Öte yandan, maşallah Türkiye zaten bu sene başından beri rekor derecede yüksek miktarda yabancı kaynak çekmekte. İlk 8 ayda toplam cari açığımız 36 milyar dolar olurken, finans hesabından girişler 49 milyar dolar olmuş. Ülke notunun yatırım yapılabilir dereceye yükseltilmesi ile daha çok portföy yatırımları ve bir ölçüde doğrudan yabancı sermaye yatırımlarında artış olması beklenebilir. Ancak portföy yatırımlarının kamu kağıtları ayağı halihazırda yüksek miktarda giriş çekmekte (ilk 8 ayda 15 milyar dolar) ve reel faizler de artık negatife gelmiş durumda. Hisse senetleri ise oldukça değerli. Gene de, bankacılık kesiminden girişlerde bir azalma olmaz ise (ki böyle bir durumun oluşması için hiçbir neden yok) not artışı sonrasında Türkiye'nin daha da çok yabancı yatırım çekme ihtimalinin oldukça yüksek olduğu söylenebilir.

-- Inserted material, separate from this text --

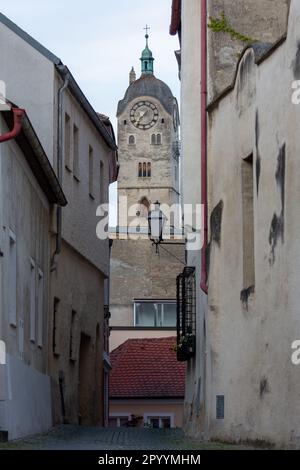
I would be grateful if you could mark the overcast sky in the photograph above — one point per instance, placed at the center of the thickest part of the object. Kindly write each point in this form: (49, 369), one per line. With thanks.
(100, 41)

Ancak, unutmamak gerekiyor ki, yabancı yatırım artışlarına paralel olarak iç tasarruf oranları artırılamaz ve kur aşırı değerlenirse, cari açıkta tekrar dengesiz bir artışla karşı karşıya kalma riski de söz konusu. Bu nedenle, önümüzdeki dönemde Merkez Bankası'nın bu süreci çok iyi idare etmesi gerekiyor. İlk aşamada MB gelen fazla dövizi satın alarak hem rezervlerini ve piyasadaki TL'yi artırabilir, hem de TL'nin aşırı değerlenmesini ve dış ticaret dengesinin bozulmasını önleyebilir. Gerekirse sıcak para girişlerini azaltmak için politika faizi ve "borç alma" faizinde indirimler de gündeme gelebilir. Öte yandan, gelen fonlarla piyasanın aşırı ısınması durumunda (ki, böyle bir durum şu anda mevzubahis bile değil) piyasa fonlamasını tedrici olarak azaltabilir ve gerekirse de yeniden bankaların kredi artışlarını sınırlayıcı tedbirler alabilir.